Le professeur Kai-Oliver Schocke, directeur du laboratoire de recherche sur les transports urbains à l’Université des Sciences Appliquées de Francfort, a créé le laboratoire de recherche sur les transports urbains (ReLUT). On y étudie le dernier kilomètre du futur. L’objectif est de développer des solutions avec des partenaires scientifiques et des praticiens pour améliorer la qualité de vie dans les villes en croissance.
Selon lui, ces cinq tendances seront déterminantes dans un avenir proche :
Le dernier kilomètre présente de nombreux défis et opportunités. « Au final, on revient toujours aux utilisateurs. Ceux-ci s’attendent à ce que les colis soient livrés exactement comme prévu », explique le professeur Schocke. « D’un autre côté, le volume de colis envoyés aux particuliers augmente d’environ 10% par an. » C’est là que se trouve le plus gros challenge. Il est évident que les camions de livraison qui sont constamment bloqués dans les embouteillages et stationnés en double file ne sont pas une solution permanente. Mais alors, quelle est la solution?
« Les parkings sont de superbes espaces logistiques temporaires ! »
Pr. Kai-Oliver Schocke, directeur du laboratoire de recherche sur les transports urbains à l’Université des Sciences Appliquées de Francfort
Le laboratoire du dernier kilomètre ReLUT développe, par gestion de choc, des alternatives pour l’expédition des colis. Un exemple : le projet « tramway du dernier kilomètre » à Francfort. En coopération expérimentale avec le transporteur Hermes, des tramways sont chargés à la périphérie de la ville avec un conteneur plein de colis. À certains arrêts, le conteneur est déchargé et entièrement pris en charge par des vélo cargos. « Dans de nombreux quartiers, la livraison par vélo est moins chère que par camionette, et plus respectueuse de l’environnement. » Bien que tous les colis ne puissent pas être livrés à vélo en raison de leur poids, selon le Pr. Schocke, 70 à 80% d’entre eux peuvent l’être.
Le laboratoire a également calculé la rentabilité du « tramway du dernier kilomètre ». Le résultat : l’avenir du dernier kilomètre pourrait, au moins en partie, passer par le rail. Un autre avantage, car l’espace logistique est rare dans les villes : peu d’espace s’avère nécessaire pour le déchargement.
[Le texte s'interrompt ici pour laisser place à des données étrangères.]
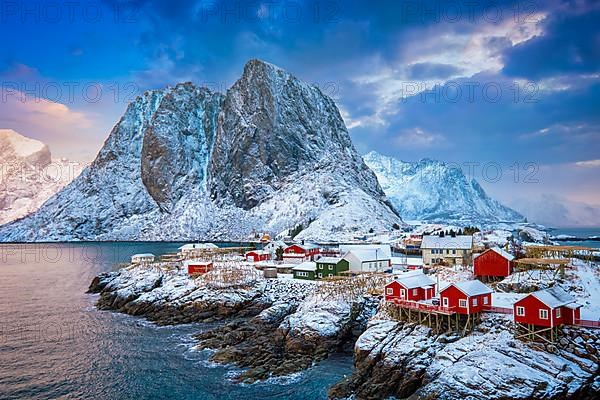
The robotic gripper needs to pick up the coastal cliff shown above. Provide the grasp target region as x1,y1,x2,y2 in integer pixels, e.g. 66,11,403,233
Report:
89,266,600,399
Mais là aussi, il y a du potentiel dans des endroits inattendus : « Nous avons étudié les parkings de Francfort et de Cologne, et constaté qu’à l’exception des samedis précédant Noël, ils étaient remplis à 80% maximum. » Les espaces vides pourraient être utilisés : des camions pourraient y livrer des conteneurs, et des coursiers à vélo pourraient récupérer les colis pour une livraison locale. « Les parkings sont des espaces logistiques temporaires ingénieux! »
Ces exemples illustrent un flot d’idées et de projets montrant que le dernier kilomètre apportera beaucoup de nouveautés: les téléphériques pourraient transporter des colis jusque dans les villes, des tunnels sous la circulation urbaine pourraient assurer une livraison plus rapide, ou bien les tramways pourraient servir de moyen de transport. Selon le Pr. Schocke, cependant, aucune méthode ne mène au but recherché. Le dernier kilomètre du futur sera modulaire. Sa conclusion : « Il n’y aura pas de solution universelle. »
Les endroits où les clients peuvent retirer leurs colis eux-mêmes seront très populaires à l’avenir, selon le Pr. Schocke. Le professeur de logistique prévoit des points de mobilité urbaine, tels que ceux déjà en place à Hambourg aux stations de métro Berliner Tor, « des points de collecte aux endroits de correspondance, où vous pouvez également passer du métro à un vélo partagé ou à un véhicule électrique, et aussi récupérer ou déposer votre colis ».
Les kiosques ou les magasins aux horaires étendus, comme les supérettes où vous achetez de la nourriture, des boissons et des journaux, et qui sont souvent des lieux de rencontre dans le quartier, pourraient également assumer ce rôle.
« Notre idéal : vous avez un dépôt de proximité, ou même un point-relais. Vous pouvez y récupérer ou y déposer votre colis, mais également y prendre votre café. »
Pr. Kai-Oliver Schocke, directeur du laboratoire de recherche sur les transports urbains à l’Université des Sciences Appliquées de Francfort
Tous les efforts sur le dernier kilomètre visent à agir de manière plus respectueuse de l’environnement. De nombreux services de livraison sont déjà passés à l’électrique. De plus en plus de vélos cargos seront utilisés, ainsi que les alternatives mentionnées par le Pr. Schocke comme les tramways ou les téléphériques (voir tendance n° 1), bien plus écologiques que les camions diesel encore utilisés aujourd’hui.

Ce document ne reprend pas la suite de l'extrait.